But especially in my field of social sciences, we shouldn’t expect a single research study, even if it sampled hundreds of thousands of people across dozens of countries, to definitively prove how interpersonal conflict emerges and can be resolved. And in that sense, the researchers (and journal editors!) shouldn’t be feeling like this one study must be so airtight that there are few, if any, criticisms.
In some ways, it’s like the difference between writing an op-ed and a research study. An op-ed offers an opinion, and even though it should be thoroughly researched and defended, it is ultimately still an opinion that is open for debate. Most research studies should be thought of in a similar fashion: They are ultimately still evidence-based “opinions” of a research team, incrementally publishing evidence toward a potential solution or answer, but still open for ample debate and potential rebuttal studies.
Moreover, by viewing research as incremental, we might be able to turn the tide against these perverse publication incentives discussed earlier. The pressure to publish as much as possible, and the high barriers set by many journals and editors, incentivize researchers to do whatever it takes — sometimes even going so far as to make up data — to present their research as close to perfect and irrefutable. Another side effect is the “file drawer issue”: The majority of research ends up unpublished, because it is just not quite “good enough” or doesn’t have interesting results.
In fact, ironically, these same publishing incentives are creating areas where there are no quality controls. Catering to researchers who will do anything to increase their publication count, journals are now available where one can pay to publish without any formal review process — and most readers, even academics who aren’t specialists in that area, don’t know the difference. Even worse, I’ve seen some websites selling authorship: Researchers can pay to have their name added to an article submitted to a good journal.
We need a good in-between: Maintain quality control, but do not expect a single research study to be perfect and irrefutable. We can lower the bar to publish — responsibly, where feasible across the disciplines — by embracing a culture of seeing research as incremental and a “pebble in the pond” (to use a term from the Quantitude podcast) that adds consecutive evidence to a research topic. Doing so could disincentivize perverse research practices driven by the need to publish more, while increasing the opportunity for knowledge production.
The answer to a research question or philosophical query is never found in a single study. It’s found only after dozens or hundreds of studies and essays, some even contradicting one another, add up to produce a holistic picture. There are some attempts to take this approach: metaBUS, for example, collects and synthesizes over 1 million (and growing) research studies in the social sciences so that users can draw conclusions from a collection of studies on a given topic, as opposed to single studies. We need to give up this insane incentivizing that drives every scholar to try to change the world in 10,000 words.
Perfectionism is the enemy
When I was working in a start-up, one of the most important lessons I learned was an 80% rule: Once a system or plan is 80% ready, go ahead and launch it; you can fix the remaining 20% later.
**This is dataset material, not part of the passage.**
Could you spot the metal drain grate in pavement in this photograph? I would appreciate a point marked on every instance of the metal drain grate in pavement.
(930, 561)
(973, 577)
Such a philosophy doesn’t exist in academia. The current publishing practice sends a paper through a half dozen revisions and almost five years of work, uncovering every little flaw to get it to be “100%” and ready for publication.
Of course, the 80% rule has its flaws — some things need to be thoroughly vetted before launching — but the principle that perfectionism is the enemy stands true. As academics, we need to learn from the antiperfectionism culture of start-ups and entrepreneurialism. With this culture shift, articles wouldn’t be put through a highly inefficient and difficult review process only to be rejected over a minor issue that might limit the study’s generalizability.
Doing so can enable us, both early-career scholars and late-career editors or administrators, to pursue incremental research and to do so swiftly and with the ability to take some risks.
Moreover, I think this focus on a culture shift — as opposed to refusing to “play the academic game” — might be better suited to early-career researchers working toward tenure. Changing the rules of the game (i.e., the publication requirements for tenure) doesn’t work unless the people in charge of making tenure decisions allow the rules to change. Instead, pursuing a culture shift can start from those of us just beginning our academic careers, because I’m not advocating for less focus on research and publishing. If anything, taking an entrepreneurial approach to research probably will lead to more output and knowledge production (isn’t that the goal?).
Roughly 4 million new start-ups are founded in the U.S. each year. Currently, there are about 2 million new research articles in 30,000 journals published worldwide each year, but less than 30% of these journals are considered to be top tier or high quality.
To drive forward knowledge production, we need more research being published at the top-tier level, and less in lower-quality journals. And to remove barriers to publishing in the top journals, perhaps we need to take more of an entrepreneurial mentality to putting ideas out into the wild, generating interest in them, and seeing if they survive the test of time.